Serena Joy spends her time with two traditionally feminine hobbies that are related to fertility. The garden’s rampant blooming stands in contrast to the sterile world of Gilead, and the tulips’ color links them to Offred. The childish scarves show Serena Joy’s desire to create and protect.
Offred recalls five weeks ago, when she arrived at the house. In her flashback, Serena Joy herself, identifiable by her blue Commander’s Wife robes, opens the door. Offred remembers Aunt Lydia’s advice to be empathetic. Serena Joy smokes an illegal cigarette. They talk, and we learn that this is Offred’s third assignment to a Commander. Serena Joy says that they should interact as little as possible, and that this is strictly business, which disappoints Offred, who longs for a closer familial connection. Offred’s quiet, obedient answers remind herself of a talking doll.
Offred filters her first encounter with Serena Joy through an additional layer of memory, which shows that she finds the scene important enough to dwell on.
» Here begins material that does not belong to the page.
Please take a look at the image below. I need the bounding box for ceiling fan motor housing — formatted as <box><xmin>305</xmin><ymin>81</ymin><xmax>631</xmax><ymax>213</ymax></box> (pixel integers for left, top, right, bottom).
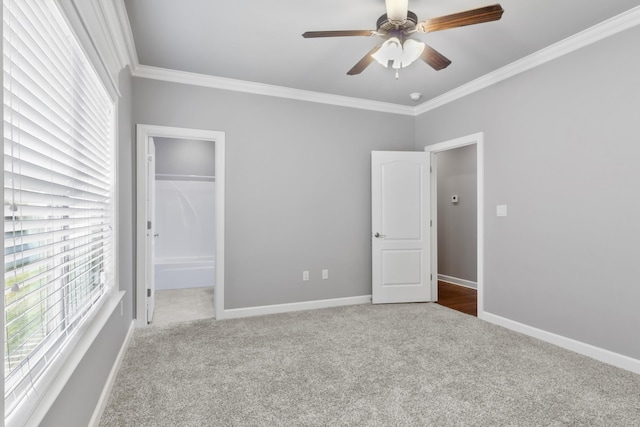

Serena Joy comes off as a hypocrite, both firmly upholding the Gilead law that the Handmaid and Wife should be separate, and rebelling by smoking a cigarette.
Still in the flashback to five weeks ago, Offred remembers why Serena Joy looks familiar: from a religious television program called the Growing Souls Gospel hour, where Serena Joy was an emotional, beautiful singer.
Strangely, in light of her rebellious cigarette, we learn that Serena Joy made religion her life even before Gilead.